In 2009, I stepped into an HR Manager role for a Fortune 500 company, where I spent plenty of time partnering with our Talent Acquisition team. Some of our conversations centered around hiring people for a current opening while also working to understand if they had the capacity to grow into roles of increasing responsibility. Our conversations about productivity and potential went far beyond any list of KSAs you could find on a job description. The essence of those conversations rings especially important for me in this current moment, where the advances in AI are making us question what skills are important for humans to bring to our organizations.
AI disruption is very real in today’s workplace. Hours of document review or legal research done by attorneys? Very effectively done by AI. Years of experience and expertise needed by doctors to read scans and diagnose patients? Very effectively done by AI. Since AI excels in so many areas, it’s becoming hard to distinguish what skills we should be focused on as Talent Acquisition professionals. For me, the essence of the skills we should focus on goes back to those discussions from 2009. The following skills were central to our conversations then and will continue to be unique to talented humans for the foreseeable future.
Human Connection.
I often say that humans make decisions based on emotion, then rationalize those decisions with logic. We have a basic need to seek connection. Candidates who generate a human connection tap into emotional needs that we all have. Even if an AI bot can give you compassionate responses on a screen, AI cannot replace people who forge authentic human connections in real life.
Leadership.
In this context, I define leadership as the ability to get a group of people to buy-in to a shared vision. We humans like our tribes. We love it when a person can make us feel like we’re part of something bigger, part of a tribe that shares a mission to accomplish something meaningful.
Political Savvy.
The ability to understand the shifting wants and needs, both expressed and unexpressed, of a matrix of stakeholders within an organization is a deft human skill. Those who have political savvy and use it for productive purposes are an accelerant for the success of any organization.
Ethics.
The longer I go in my career, the more I understand that a strong moral compass is essential in business.

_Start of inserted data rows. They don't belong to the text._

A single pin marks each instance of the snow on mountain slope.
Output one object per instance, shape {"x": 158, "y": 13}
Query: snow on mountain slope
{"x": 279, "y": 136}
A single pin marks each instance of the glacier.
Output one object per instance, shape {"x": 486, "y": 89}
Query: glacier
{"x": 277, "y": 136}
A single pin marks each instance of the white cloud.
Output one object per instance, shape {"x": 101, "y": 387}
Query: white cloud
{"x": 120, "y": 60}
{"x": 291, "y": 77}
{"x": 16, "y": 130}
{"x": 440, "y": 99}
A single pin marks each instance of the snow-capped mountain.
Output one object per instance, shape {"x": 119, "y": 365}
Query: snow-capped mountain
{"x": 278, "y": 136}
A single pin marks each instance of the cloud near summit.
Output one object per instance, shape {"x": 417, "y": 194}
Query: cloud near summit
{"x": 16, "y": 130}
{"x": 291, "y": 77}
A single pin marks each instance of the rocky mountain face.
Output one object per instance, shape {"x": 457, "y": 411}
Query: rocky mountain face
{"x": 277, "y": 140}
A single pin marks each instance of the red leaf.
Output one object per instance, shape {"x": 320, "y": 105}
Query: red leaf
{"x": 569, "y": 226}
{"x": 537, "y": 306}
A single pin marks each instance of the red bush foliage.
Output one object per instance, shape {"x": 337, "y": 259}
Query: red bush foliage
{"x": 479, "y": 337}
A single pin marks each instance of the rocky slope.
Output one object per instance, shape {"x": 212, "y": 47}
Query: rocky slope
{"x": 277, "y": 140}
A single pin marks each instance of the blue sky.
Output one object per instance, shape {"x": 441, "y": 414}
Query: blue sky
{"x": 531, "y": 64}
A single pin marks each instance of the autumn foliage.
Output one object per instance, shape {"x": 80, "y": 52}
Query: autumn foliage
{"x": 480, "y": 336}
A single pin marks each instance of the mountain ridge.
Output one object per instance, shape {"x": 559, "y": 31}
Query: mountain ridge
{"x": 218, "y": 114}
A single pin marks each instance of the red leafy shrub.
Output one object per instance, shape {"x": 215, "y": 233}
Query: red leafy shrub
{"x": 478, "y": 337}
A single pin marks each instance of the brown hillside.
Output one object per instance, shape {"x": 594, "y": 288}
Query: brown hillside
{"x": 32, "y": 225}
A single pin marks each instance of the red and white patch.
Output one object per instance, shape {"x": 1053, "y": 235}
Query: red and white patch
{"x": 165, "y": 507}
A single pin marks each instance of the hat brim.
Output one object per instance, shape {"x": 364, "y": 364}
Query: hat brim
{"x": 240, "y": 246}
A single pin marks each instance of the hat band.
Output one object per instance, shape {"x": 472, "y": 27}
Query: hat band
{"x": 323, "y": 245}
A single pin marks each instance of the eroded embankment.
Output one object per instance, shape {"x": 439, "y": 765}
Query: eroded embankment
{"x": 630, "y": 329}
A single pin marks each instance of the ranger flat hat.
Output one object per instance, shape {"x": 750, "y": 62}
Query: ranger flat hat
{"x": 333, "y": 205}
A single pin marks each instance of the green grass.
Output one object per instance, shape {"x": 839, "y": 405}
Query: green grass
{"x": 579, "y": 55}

This isn’t about legal or illegal, this is about the significant gray areas that exist in many facets of our work life. Now, I’m not saying interviews should come equipped with philosophy questions, but it is important that we are bringing high-character people into our organizations.
I could mention more skills, but Ethics is a good place to end. Because when fill-in-the-blank huge tech company asks if we should enable Skynet, I want some ethical people in the room to reconsider.